Laudrup went on to guide Real Madrid in a championship-winning season that would end the Barça stranglehold, making him on record the only player to win the Spanish league five consecutive seasons playing for two different clubs. After the initial success at Real, a lacklustre club season would follow. Despite only playing two seasons at Real Madrid, he was voted the 12th-best player in Real Madrid history in an internet survey by Spanish newspaper Marca when the club celebrated its 100th anniversary in 2002. The following season while playing for Real Madrid, he aided in the revenge beating Madrid gave Barça, the final score also ending 5–0. Daniel Storey wrote of Laudrup, "no other player is loved on both sides of the clásico divide quite like Laudrup" as he remains held in high regard by both Barça and Madrid fans. Following the match, Laudrup's former Barcelona manager Cruyff commented: "When Michael plays like a dream, a magic illusion, determined to show his new team his extreme abilities, no one in the world comes anywhere near his level."
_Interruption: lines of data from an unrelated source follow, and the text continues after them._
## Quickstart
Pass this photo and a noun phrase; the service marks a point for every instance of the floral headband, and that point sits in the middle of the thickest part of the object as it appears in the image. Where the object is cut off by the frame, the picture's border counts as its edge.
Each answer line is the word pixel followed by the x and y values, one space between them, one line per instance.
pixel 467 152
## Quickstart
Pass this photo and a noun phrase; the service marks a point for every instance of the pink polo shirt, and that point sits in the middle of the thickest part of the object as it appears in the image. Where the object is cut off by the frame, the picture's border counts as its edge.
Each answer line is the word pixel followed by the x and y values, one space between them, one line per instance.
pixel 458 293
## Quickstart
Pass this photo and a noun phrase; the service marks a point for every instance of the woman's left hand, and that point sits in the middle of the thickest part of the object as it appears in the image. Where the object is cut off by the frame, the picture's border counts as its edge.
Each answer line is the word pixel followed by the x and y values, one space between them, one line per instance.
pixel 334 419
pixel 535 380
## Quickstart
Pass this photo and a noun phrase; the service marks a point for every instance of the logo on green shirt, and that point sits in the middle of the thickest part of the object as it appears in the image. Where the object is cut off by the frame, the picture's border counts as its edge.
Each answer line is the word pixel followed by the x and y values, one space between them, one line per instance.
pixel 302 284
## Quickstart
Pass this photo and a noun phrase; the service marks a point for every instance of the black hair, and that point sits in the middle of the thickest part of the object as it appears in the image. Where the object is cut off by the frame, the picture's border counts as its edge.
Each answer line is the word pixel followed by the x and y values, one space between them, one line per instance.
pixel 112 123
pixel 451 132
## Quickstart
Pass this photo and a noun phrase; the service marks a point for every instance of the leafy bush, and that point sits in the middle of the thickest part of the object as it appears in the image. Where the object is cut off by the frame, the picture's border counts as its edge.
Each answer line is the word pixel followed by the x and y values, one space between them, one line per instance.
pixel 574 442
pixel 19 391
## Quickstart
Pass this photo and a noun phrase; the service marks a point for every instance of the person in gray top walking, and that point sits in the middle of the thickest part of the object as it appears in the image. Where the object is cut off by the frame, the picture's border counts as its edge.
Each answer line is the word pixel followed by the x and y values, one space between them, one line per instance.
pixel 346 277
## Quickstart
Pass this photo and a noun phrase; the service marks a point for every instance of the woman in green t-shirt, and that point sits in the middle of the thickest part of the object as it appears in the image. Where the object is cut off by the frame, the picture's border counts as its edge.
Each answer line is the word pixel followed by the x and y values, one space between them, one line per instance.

===Later career and retirement===
In 1996, Laudrup left Real Madrid to play for Vissel Kobe in Japan. On 18 August 1996, he played his first match for Vissel Kobe and scored two goals in a 4–2 win against Brummell Sendai. On 15 September 1996, he recorded three assists, including his first assist for Vissel Kobe in a 5–1 victory against Hokkaido Consadole Sapporo. He helped Vissel to promotion from the second-tier Japan Football League to the J1 League.

He was registered as a player in Bosnian Premier League club Čelik Zenica in a controversial signing in which he did not play any games for Čelik, but was signed as a player. After the details were resolved, he ended his playing career in a championship winning season at Dutch side Ajax in 1998.

Following his retirement, Laudrup sometimes turned out to play for Lyngby's Old Boys team in his spare time.

==International career==
Laudrup was called up for the Denmark national team during Brøndby's debut season in the top-flight. On his 18th birthday on 15 June 1982, he became the then-second-youngest Danish national team player ever, following Harald Nielsen. Despite playing for relegation battlers Lazio, Laudrup starred for the Denmark national team at UEFA Euro 1984, playing all four of Denmark's matches.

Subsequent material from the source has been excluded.